Base de Wilson Lima começa a ‘abandonar o barco’

Assim como Wilson Witzel (PSC-RJ), do Rio de Janeiro, o governador do Amazonas, Wilson Lima, também do PSC, está sob fogo cruzado. Com alta rejeição e vendo o seu governo sob investigação por suspeita de fraudes em aquisições emergenciais em meio à pandemia da Covid-19 e enfrentando a CPI da Saúde, Lima ganhou mais uma dor de cabeça: uma empresa instalada no quarto de um hotel tem negócios milionários com o Governo do Estado.

Na próxima semana, segundo os parlamentares de oposição, serão apresentados documentos da suposta relação de Wilson Lima com a citada empresa e com a família Calderaro. A ligação do Governo e amigos empresários, segundo os deputados, estaria “Bonatinho”, filho do Secretário de Segurança, Lourismar Bonates. Ele é apontado como o “homem da mala” do governador.

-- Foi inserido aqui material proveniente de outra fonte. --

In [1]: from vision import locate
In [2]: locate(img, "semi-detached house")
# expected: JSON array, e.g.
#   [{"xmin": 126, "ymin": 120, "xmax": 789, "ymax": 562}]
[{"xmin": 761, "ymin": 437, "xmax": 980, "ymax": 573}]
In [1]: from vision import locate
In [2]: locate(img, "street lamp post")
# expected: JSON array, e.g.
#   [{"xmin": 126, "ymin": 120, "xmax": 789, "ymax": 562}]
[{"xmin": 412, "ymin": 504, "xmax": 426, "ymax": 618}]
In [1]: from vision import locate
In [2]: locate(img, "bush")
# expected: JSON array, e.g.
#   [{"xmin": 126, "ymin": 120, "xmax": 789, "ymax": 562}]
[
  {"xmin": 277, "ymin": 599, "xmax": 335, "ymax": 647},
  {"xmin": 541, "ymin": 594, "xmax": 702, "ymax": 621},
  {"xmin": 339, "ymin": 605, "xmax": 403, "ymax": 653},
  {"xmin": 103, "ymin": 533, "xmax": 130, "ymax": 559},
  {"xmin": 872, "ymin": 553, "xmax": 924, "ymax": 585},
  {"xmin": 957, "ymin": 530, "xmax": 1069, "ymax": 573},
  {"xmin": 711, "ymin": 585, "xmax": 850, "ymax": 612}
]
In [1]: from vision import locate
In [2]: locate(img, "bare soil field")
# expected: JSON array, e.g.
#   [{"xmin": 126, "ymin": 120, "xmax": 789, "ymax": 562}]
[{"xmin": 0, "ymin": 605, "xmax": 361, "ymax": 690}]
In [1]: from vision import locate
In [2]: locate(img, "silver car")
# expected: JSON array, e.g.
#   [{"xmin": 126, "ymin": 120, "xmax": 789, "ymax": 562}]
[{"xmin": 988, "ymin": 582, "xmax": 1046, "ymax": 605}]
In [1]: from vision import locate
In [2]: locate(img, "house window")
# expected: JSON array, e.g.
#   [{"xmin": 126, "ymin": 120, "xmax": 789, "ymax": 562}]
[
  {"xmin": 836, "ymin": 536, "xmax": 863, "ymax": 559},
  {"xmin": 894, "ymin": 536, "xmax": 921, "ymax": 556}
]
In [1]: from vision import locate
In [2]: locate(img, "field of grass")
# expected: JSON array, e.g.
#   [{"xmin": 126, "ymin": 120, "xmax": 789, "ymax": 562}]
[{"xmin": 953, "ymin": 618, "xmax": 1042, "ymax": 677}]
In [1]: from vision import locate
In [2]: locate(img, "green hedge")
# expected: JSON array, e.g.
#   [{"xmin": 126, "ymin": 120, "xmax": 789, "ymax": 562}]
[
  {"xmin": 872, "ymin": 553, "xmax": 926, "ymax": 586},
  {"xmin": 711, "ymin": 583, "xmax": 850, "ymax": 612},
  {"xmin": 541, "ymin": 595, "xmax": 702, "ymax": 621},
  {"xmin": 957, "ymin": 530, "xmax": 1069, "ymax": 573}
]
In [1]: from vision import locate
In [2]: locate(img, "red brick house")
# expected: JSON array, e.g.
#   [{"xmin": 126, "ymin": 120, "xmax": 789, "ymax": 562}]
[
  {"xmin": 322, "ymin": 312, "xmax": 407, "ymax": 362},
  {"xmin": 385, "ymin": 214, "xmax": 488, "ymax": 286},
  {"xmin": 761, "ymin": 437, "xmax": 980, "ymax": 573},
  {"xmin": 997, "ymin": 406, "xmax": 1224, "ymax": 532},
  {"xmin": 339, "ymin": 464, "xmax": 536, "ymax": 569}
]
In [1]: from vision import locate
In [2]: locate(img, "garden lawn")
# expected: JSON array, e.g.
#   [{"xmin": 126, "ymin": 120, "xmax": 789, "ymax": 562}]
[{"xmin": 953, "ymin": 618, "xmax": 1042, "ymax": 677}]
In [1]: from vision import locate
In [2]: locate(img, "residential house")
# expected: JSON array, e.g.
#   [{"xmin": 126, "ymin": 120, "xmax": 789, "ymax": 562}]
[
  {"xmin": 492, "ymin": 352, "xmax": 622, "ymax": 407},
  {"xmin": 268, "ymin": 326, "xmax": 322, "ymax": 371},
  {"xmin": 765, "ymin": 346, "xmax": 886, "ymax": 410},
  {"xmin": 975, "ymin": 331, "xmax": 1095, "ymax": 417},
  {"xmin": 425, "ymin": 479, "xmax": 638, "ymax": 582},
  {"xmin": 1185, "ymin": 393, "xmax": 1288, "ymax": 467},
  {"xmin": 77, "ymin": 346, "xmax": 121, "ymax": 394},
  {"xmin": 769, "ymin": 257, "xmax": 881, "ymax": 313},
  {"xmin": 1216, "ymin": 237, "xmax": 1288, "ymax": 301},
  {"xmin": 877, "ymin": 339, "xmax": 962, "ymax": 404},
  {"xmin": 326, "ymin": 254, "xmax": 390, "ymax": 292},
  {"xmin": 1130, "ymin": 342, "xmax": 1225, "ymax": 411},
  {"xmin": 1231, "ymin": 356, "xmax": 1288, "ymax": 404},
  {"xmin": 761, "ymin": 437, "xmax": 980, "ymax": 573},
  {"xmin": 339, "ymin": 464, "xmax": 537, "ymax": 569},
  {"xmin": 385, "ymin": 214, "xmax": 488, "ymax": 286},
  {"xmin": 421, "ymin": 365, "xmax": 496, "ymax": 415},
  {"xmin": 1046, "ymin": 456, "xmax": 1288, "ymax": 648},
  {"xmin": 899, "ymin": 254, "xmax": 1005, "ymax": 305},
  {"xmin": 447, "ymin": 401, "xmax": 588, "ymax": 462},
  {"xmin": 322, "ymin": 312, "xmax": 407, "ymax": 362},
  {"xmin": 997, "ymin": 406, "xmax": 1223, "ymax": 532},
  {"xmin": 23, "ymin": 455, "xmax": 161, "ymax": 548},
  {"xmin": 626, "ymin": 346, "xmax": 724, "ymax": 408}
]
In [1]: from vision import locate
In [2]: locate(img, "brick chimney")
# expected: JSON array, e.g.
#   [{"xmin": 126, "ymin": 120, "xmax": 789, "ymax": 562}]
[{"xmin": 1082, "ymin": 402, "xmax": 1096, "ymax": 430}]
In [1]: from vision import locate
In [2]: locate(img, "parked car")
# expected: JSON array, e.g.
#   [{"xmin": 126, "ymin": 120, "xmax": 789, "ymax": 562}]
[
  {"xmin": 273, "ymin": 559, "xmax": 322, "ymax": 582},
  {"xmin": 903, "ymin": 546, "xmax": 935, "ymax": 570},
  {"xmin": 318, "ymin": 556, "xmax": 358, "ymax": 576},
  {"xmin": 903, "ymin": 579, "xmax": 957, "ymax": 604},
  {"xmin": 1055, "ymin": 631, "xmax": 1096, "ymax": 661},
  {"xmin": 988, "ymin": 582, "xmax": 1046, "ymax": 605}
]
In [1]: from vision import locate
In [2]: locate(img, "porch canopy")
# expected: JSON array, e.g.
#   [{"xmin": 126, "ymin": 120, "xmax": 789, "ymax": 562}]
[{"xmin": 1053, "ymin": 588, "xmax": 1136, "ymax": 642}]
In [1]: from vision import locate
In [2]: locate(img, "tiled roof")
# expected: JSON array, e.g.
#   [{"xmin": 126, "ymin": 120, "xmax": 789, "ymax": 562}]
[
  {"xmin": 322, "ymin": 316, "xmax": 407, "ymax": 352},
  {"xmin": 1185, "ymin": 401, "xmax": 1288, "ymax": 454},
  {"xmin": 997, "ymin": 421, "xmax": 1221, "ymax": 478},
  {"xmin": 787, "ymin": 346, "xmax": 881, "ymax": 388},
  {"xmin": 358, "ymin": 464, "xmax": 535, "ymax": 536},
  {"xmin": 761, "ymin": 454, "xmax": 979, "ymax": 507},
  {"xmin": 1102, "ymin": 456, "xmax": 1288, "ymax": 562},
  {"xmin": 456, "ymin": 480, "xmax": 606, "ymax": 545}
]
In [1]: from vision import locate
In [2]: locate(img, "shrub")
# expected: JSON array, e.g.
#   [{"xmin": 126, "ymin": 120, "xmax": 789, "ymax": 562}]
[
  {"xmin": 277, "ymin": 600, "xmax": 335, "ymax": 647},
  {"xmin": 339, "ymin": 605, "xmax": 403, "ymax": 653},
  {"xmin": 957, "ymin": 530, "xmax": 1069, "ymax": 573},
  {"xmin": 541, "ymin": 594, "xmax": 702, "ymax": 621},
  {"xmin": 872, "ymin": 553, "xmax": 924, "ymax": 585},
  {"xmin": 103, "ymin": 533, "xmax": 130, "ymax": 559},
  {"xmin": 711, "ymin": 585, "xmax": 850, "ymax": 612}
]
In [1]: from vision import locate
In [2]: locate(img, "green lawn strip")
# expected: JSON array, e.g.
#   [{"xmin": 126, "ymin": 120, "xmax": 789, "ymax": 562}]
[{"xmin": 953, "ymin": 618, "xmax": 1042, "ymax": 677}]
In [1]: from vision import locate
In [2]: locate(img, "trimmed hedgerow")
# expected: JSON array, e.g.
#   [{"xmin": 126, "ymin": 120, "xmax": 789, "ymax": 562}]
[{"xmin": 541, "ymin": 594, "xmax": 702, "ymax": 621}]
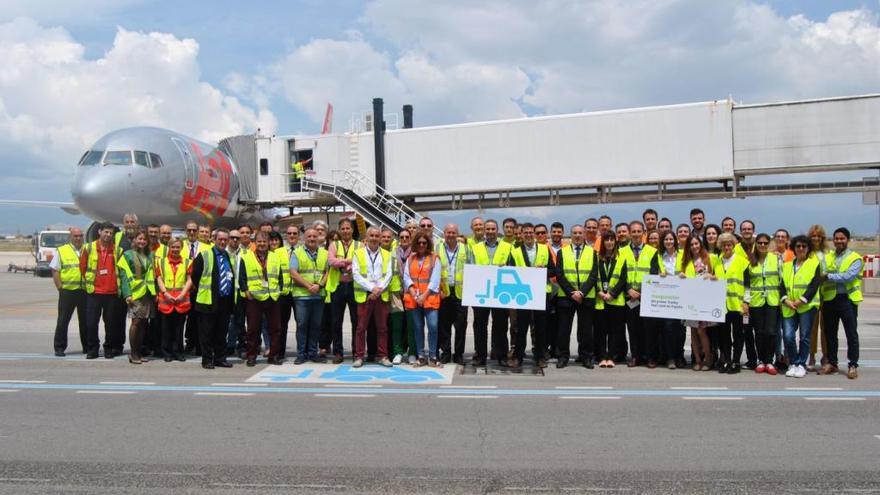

O deputado Wilker Barreto tem denunciado as ações do governo nas redes sociais.

CPI da Saúde

A CPI da Saúde no Amazonas tem potencial para alimentar um processo de impedimento contra Wilson Lima, pois a base aliada do governador perdeu a narrativa de defesa e começa a ficar “em cima do muro”. Os governistas baixaram a guarda diante de tantos escândalos.

O governo do Amazonas é acusado de comprar respiradores inadequados, pagando um valor 300% maior do que a média do mercado.

Wilson Lima já foi alvo de pelo menos três pedidos de impeachment desde o fim do ano passado envolvendo a gestão da saúde no estado.

Falsificação

Nesta sexta-feira (26), durante a sessão da Comissão Parlamentar de Inquérito (CPI) da Saúde, o ex-secretário executivo da Secretaria de Saúde do Amazonas (Susam), João Paulo Marques dos Santos confessou que pediu à ex-secretária executiva, Dayana Mejia,  para que ela assinasse um documento retroativo.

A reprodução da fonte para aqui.